I am an untrained actor, I have no formal training, so I don't really know ... I've read that part of the method might be to use sense memory, but I don't ever do that. When something is so well written and interesting and vital to pretend, that is enough to bring the emotion that's needed for the scene. One thing that really helped, I didn't have to go back to my first time, but Helen and I's avoidance of each other before we began to shoot. We were told that the four sessions would be shot chronologically, which was a great gift from Ben. With several long takes, you see it again in the first session scene, we didn't know each other. Sex and love scenes in movies are going to be awkward, there is some nervousness, it's not sexy at all, there's people all around, the director is yelling, "Stroke her thigh!" But then its edited and there's music, and it looks like a perfect fantasy. But we weren't interested in that, so the great thing about film vs. theater, and I love both media,but film has the ability to capture something happening for the very first time between human beings, and capturing that for all time. A lot of what is going on in the first session scene between Helen and I is happening in real time, and things are happening for the first time. And then as the characters got to know each other, usually a couple days apart from each other, Helen and I got to know each other more.

You've talked about being someone who over-prepares, and you work in a technical business.

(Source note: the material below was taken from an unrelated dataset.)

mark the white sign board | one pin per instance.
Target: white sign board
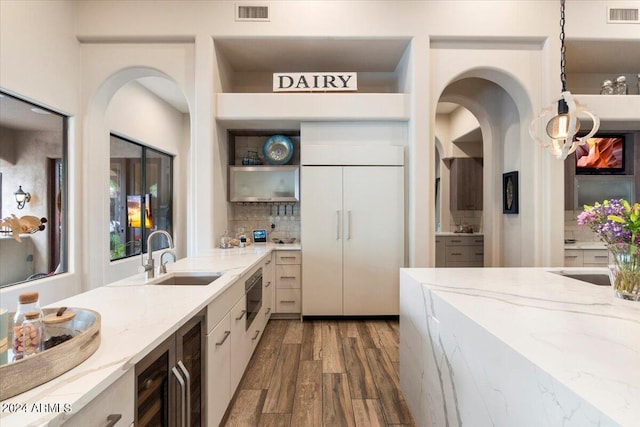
(315, 82)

Would you say you're more of an analyzer, or a poet?

I try to be both. I think the analyzer part is the preparation, and the poet part is forgetting everything that you've preconceived when the director calls action. And by the way, from technical side, I was never not on my mark with this film. I was always right there.

You have been in a wide range of roles beforehand, with films of different genres. Did this film teach you anything new about acting, or even life?

It taught me that you can move your head 90 degrees, and have that be the sum of your movement, playing a lead character, and have it work okay. It takes very little, probably as seen in Todd Haynes' short Superstar: The Karen Carpenter Story which is Barbie dolls, whose mouths and faces don't change at all, and I'm laughing hysterically. Five minutes later, I'm very into the story, and you realize as an actor, "Wow, I'm probably not going to have to do too much." I was reminded of that with this story. As a whole, I feel like many people, and it's not something to be proud of, I haven't had a great ease towards every disabled person I've come across. I think this helps me to ... I've always tried to be very open, and wanting to believe that every person I come across has value and worth, until they prove otherwise. I just feel like hopefully I just see people more, and I see somebody more. It's weird when you see someone disabled, you don't want to stare, but you also don't want to turn away, but I also want to say in a very respectful way, "I see you, and I know you're here, and I know you're more than your body." As Mark said, [in O'Brien voice], "If I'm just a body, I'm fucked."

Has this role encouraged you to do more physical roles in the future?

I just want to find the best script ,and the best story. I don't care if its six villains in a row, or six comedies in a row. It's just hard to find great material, and to find a great story that's really well told in the script, and has a great role for me, and seems to have capable people around it, then I'm in. That's hard enough for me.

So 'Winter's Bone' won't be getting a sequel?

[Laughs] I don't think Teardrop will be around for that.